Non-London electrodynamics in a multiband London model: Anisotropy-induced nonlocalities and multiple magnetic field penetration lengths

Abstract

The London model describes strongly type-2 superconductors as massive vector field theories, where the magnetic field decays exponentially at the length scale of the London penetration length. This also holds for isotropic multi-band extensions, where the presence of multiple bands merely renormalises the London penetration length. We show that, by contrast, the magnetic properties of anisotropic multi-band London models are not this simple, and the anisotropy leads to the inter-band phase differences becoming coupled to the magnetic field.

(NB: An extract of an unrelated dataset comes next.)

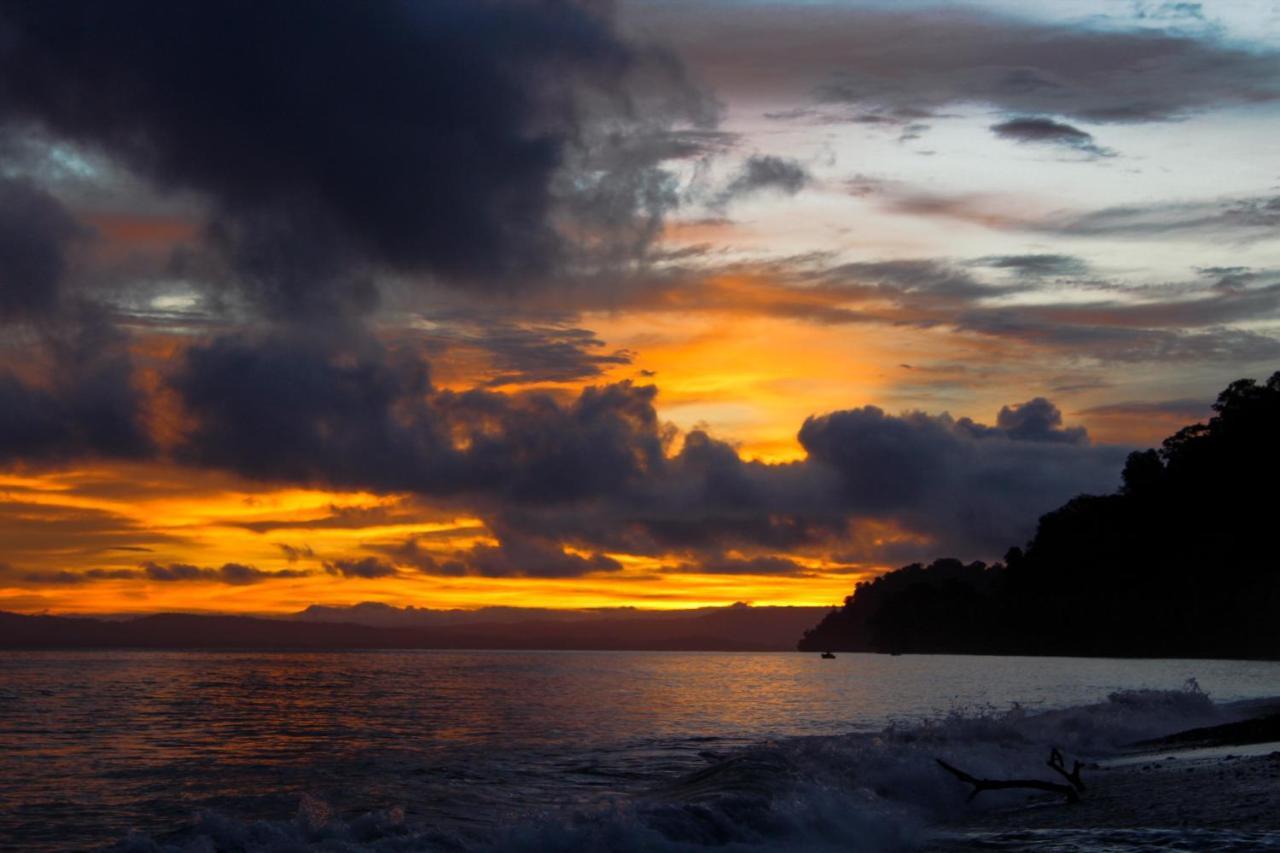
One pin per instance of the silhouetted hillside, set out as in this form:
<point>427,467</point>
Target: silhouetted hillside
<point>1182,561</point>
<point>737,628</point>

This results in the magnetic field in such systems having N+1 penetration lengths, where N is the number of field components or bands. That is, in a given direction, the magnetic field decay is described by N+1 modes with different amplitudes and different decay length scales. For certain anisotropies we obtain magnetic modes with complex masses. That means that magnetic field decay is not described by a monotonic exponential increment set by a real penetration length but instead is oscillating. Some of the penetration lengths are shown to diverge away from the superconducting phase transition when the mass of the phase-difference mode vanishes. Finally the anisotropy-driven hybridization of the London mode with the Leggett modes can provide an effectively non-local magnetic response in the nominally local London model. Focusing on the two-component model, we discuss the magnetic field inversion that results from the effective non-locality, both near the surface of the superconductor and around vortices. In the regime where the magnetic field decay becomes non-monotonic, the multiband London superconductor is shown to form weakly-bound states of vortices.